MCN | Sampang, Jawa Timur – Persidangan perkara narkotika yang menyeret seorang warga Kecamatan Ketapang, Kabupaten Sampang, memanas setelah tim kuasa hukum terdakwa berinisial “S” melontarkan sanggahan keras terhadap dakwaan jaksa penuntut umum.
Dalam sidang lanjutan yang digelar di pengadilan, kuasa hukum menyoroti dugaan ketidaksesuaian barang bukti sabu seberat kurang lebih tiga kilogram yang dijadikan dasar utama penuntutan.
Kasus tersebut bermula dari pengungkapan yang dilakukan anggota Satresnarkoba Polres Sampang pada Minggu, 22 Februari 2026 sekitar pukul 16.00 WIB di wilayah Kecamatan Ketapang. Dalam operasi itu, aparat melakukan penyergapan terhadap terdakwa “S” yang diduga terlibat dalam jaringan peredaran narkotika jenis sabu. Dari hasil penangkapan, penyidik mengamankan barang bukti yang disebut mencapai sekitar tiga kilogram.
Namun, memasuki agenda pembacaan eksepsi atau keberatan atas surat dakwaan, tim kuasa hukum terdakwa justru mempertanyakan keaslian dan kesinambungan barang bukti yang dihadirkan dalam perkara tersebut. Kuasa hukum terdakwa, Moh. Taufik, secara terbuka di hadapan majelis hakim menyebut terdapat kejanggalan serius yang menurutnya patut diuji secara hukum demi menjaga objektivitas dan kepastian proses peradilan pidana.
“Kami melihat ada perbedaan mendasar terhadap barang bukti yang diperlihatkan saat proses pelimpahan perkara. Bentuk fisik, warna, hingga karakteristik barang tampak berbeda dengan barang yang sebelumnya diketahui terdakwa pada saat proses awal pemeriksaan,” ujar Moh. Taufik dalam persidangan. Kamis, 21/05/2026.
Menurut pihak pembela, barang bukti yang awalnya disebut berupa kristal putih bening menyerupai sabu, saat ditunjukkan dalam proses pelimpahan justru tampak berwarna lebih kekuningan dan tidak lagi memiliki karakteristik yang sama. Kondisi itu memunculkan dugaan adanya perubahan atau penggantian barang bukti sebelum perkara dilimpahkan ke kejaksaan dan disidangkan di pengadilan.
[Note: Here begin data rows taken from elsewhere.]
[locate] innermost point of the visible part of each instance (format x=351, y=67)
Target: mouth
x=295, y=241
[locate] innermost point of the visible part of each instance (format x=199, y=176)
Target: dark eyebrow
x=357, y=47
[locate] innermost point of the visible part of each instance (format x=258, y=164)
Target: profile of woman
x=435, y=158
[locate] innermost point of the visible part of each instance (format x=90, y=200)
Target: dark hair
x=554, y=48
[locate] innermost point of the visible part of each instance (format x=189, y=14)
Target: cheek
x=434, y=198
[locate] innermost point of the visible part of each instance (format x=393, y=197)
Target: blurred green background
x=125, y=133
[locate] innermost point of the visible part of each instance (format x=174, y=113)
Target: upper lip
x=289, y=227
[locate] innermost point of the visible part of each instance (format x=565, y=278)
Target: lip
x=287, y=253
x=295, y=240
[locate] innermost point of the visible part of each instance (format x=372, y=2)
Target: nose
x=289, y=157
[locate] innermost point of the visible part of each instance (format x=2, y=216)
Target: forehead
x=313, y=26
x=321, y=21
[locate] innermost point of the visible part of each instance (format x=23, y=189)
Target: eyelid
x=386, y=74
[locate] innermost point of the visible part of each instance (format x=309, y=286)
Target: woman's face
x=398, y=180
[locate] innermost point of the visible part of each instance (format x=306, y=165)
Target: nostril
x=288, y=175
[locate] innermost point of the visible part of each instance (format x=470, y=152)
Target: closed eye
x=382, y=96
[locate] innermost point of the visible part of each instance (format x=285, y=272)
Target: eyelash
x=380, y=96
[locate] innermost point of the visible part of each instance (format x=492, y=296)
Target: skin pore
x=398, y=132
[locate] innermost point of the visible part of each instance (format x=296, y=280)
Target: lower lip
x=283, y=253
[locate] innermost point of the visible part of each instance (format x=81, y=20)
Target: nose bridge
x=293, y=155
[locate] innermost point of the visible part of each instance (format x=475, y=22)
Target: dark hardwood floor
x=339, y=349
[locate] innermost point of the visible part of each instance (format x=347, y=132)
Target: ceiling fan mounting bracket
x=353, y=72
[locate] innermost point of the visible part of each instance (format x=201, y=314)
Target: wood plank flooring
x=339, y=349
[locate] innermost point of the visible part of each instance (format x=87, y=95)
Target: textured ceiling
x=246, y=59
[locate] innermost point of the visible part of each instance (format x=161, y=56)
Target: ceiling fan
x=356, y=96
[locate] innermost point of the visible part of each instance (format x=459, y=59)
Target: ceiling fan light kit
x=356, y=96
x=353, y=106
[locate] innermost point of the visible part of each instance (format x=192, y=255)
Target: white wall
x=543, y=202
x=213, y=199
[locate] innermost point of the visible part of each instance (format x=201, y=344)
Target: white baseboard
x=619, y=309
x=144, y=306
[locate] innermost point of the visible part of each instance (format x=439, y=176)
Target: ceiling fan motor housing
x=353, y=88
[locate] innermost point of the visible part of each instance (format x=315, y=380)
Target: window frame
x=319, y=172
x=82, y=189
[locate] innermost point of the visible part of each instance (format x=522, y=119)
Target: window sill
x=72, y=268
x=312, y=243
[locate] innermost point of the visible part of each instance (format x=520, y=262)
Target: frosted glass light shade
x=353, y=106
Kuasa hukum juga menyoroti proses pemeriksaan laboratorium kriminalistik yang disebut baru dilakukan kembali pada 5 Mei 2026. Mereka mempertanyakan kondisi penyimpanan, keutuhan, hingga rantai penguasaan barang bukti selama proses penanganan perkara berlangsung. Menurut mereka, apabila pada 4 Mei 2026 barang bukti belum dapat dipastikan secara jelas, maka proses pelimpahan perkara dinilai belum sepenuhnya memenuhi prinsip kepastian hukum.
“Barang bukti dalam perkara narkotika merupakan unsur sentral dan menentukan. Karena itu asal-usul, bentuk, kondisi, serta kesinambungan penguasaannya harus dipastikan secara terang dan tidak menimbulkan keraguan,” tegas Moh. Taufik di hadapan majelis hakim.
Dalam eksepsinya, tim kuasa hukum meminta majelis hakim menerima seluruh keberatan yang diajukan, menyatakan surat dakwaan jaksa kabur dan cacat hukum, serta menghentikan pemeriksaan perkara. Mereka juga meminta terdakwa segera dibebaskan dari tahanan dan dipulihkan hak-haknya apabila majelis hakim menilai dakwaan tidak memenuhi syarat formil maupun materil dalam hukum acara pidana.
Sementara itu, pihak jaksa penuntut umum bersama majelis hakim memutuskan agenda jawaban atas sanggahan atau eksepsi yang diajukan terdakwa akan dilanjutkan pada sidang berikutnya yang dijadwalkan berlangsung pada 25 Mei 2026. Penundaan tersebut dilakukan guna memberikan kesempatan kepada jaksa penuntut umum menyiapkan tanggapan resmi terhadap keberatan yang disampaikan tim kuasa hukum terdakwa di persidangan.
Perkara tersebut kini menjadi perhatian publik karena menyangkut integritas penanganan barang bukti dalam kasus narkotika berskala besar. Hingga berita ini diterbitkan, belum ada pernyataan resmi dari pihak penyidik Satresnarkoba Polres Sampang terkait dugaan perubahan barang bukti yang disampaikan oleh kuasa hukum terdakwa di ruang sidang.(M.A).